Precipitation and Dissolution

Some ionic compounds do not dissolve in water.
In reality, even “insoluble” compounds dissolve to a small extent. They are “sparingly soluble.”
- An equilibrium exists between the precipitate and its ions.
- Example: AgCl(s) ⇌ Ag+(aq) + Cl–(aq) K << 1
The low value of K indicates that the AgCl(s) dissolves only slightly to form those two ions.
Writing the equilibrium expression for the process gives us
[Ag+][Cl-] = K '
- Since the undissolved salt is a SOLID, it does not appear in the expression. Therefore, there is no denominator!!
Ksp: solubility product constant

At equilibrium, the solution is saturated with dissolved ions
In ordinary equilibria, we have a reaction quotient, Q, the products over the reactants (to the correct exponents).
Q can have any value at all. But when Q = K, we have equilibrium. (When Q < K, reactions must go forward)
Since the solubility expression has no denominator, it is a product, not a quotient.
- We call it the ION PRODUCT.
- When the ion product = the Ksp, the solution is saturated!
Like all equilibrium constants, Ksp has a fixed value at a given temperature.
The product of the two ion concentrations at equilibrium must have this value regardless of the direction from which equilibrium is approached.
We can use the Ksp to find the solubility.

Add a sparingly soluble solid to water and stir.
Eventually the solution becomes saturated with ions.
In other words, the compound reaches its solubility.
In a saturated solution, an equilibrium exists between the dissolved ions and undissolved solid.
We can calculate the solubility of a compound from its Ksp value.
Molar solubility: when solubility has units of moles per liter (M)

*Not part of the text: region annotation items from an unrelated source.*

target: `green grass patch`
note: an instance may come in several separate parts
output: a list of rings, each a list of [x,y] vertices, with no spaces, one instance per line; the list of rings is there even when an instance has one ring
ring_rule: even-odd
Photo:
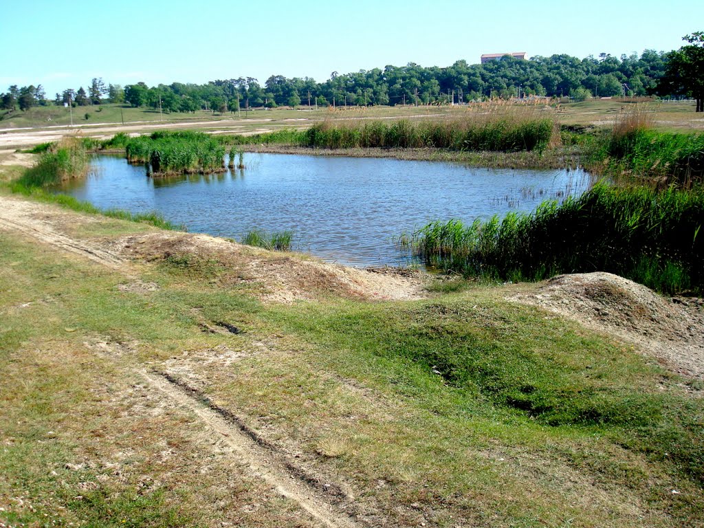
[[[242,237],[242,244],[275,251],[290,251],[293,237],[292,231],[268,233],[262,230],[252,230]]]
[[[151,136],[119,141],[125,142],[130,163],[148,163],[156,175],[213,172],[224,169],[225,147],[203,132],[160,131]]]
[[[44,149],[39,161],[23,175],[18,182],[27,187],[52,185],[82,177],[88,169],[88,153],[83,141],[63,139]]]
[[[402,237],[429,265],[465,275],[541,280],[606,271],[660,291],[704,288],[704,189],[598,184],[562,204],[503,219],[435,222]]]
[[[325,149],[445,149],[517,152],[543,151],[553,137],[549,118],[498,116],[387,122],[323,122],[306,132],[306,145]]]
[[[283,324],[325,350],[344,375],[390,383],[433,413],[482,417],[527,436],[536,427],[565,439],[603,434],[704,477],[697,402],[663,393],[667,375],[636,352],[539,310],[470,294],[401,309],[310,305],[289,310]]]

Instead of calculating solubility from Ksp, it is possible to calculate Ksp of a compound from its solubility.
- There are many sources listing the solubility of sparingly soluble compounds.
- Depending on the source, these solubility values are expressed in many different units.
- We must always make sure that the solubility is the molar solubility (units of M) when using the Ksp expression.

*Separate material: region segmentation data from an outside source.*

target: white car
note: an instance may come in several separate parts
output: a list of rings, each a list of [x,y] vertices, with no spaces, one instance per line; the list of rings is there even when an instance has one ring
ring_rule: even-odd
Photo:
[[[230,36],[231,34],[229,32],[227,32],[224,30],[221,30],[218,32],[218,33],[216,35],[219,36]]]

Common ion effect: the presence of an ion common to the salt REDUCES solubility
Equilibrium can be approached from either direction.
Starting with just reactants—Add solid compound to water.
Starting with just products—Add ions to water.

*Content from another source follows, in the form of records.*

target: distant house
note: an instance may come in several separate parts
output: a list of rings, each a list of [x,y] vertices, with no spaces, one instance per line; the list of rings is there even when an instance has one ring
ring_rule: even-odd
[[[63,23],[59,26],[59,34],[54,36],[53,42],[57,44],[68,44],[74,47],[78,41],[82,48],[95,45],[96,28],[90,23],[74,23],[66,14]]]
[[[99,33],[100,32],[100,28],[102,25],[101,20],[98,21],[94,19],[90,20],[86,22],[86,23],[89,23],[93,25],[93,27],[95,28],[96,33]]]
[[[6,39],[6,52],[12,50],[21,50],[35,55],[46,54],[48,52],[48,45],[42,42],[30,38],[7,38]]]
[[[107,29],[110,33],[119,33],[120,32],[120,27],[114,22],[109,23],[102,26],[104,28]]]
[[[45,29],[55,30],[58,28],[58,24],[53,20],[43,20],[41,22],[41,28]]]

Ksp values can be used to predict whether a precipitate will form when ions (from solutions) are added to water.
- Q is of the same form as Ksp, only difference is the concentrations at any particular moment can be used with Q and only equilibrium concentrations can be used with Ksp.
If Q > Ksp: a precipitate will form, decreasing the ion concentrations until equilibrium is established.
If Q < Ksp: the solution is unsaturated, no precipitate will form, and if desired more compound can be dissolved.
If Q = Ksp: the solution is saturated, just at the point of precipitation.

Consider a solution of two cations.
- One way to separate the cations is to add an anion that will form a precipitate with only one of them.
- The precipitate can then be removed by filtration.
- The other cation will remain in the filtrate.
- This approach is called selective precipitation, and is often used as a method of purification.
When can Ksp values alone be used to predict which compound will precipitate first?
1. Both ions to be separated must be at the same initial concentration.
2. Both complexes must have the same cation : anion ratio.
3. Both of these criteria must be met. If not then calculations must be done to determine which compound will precipitate first.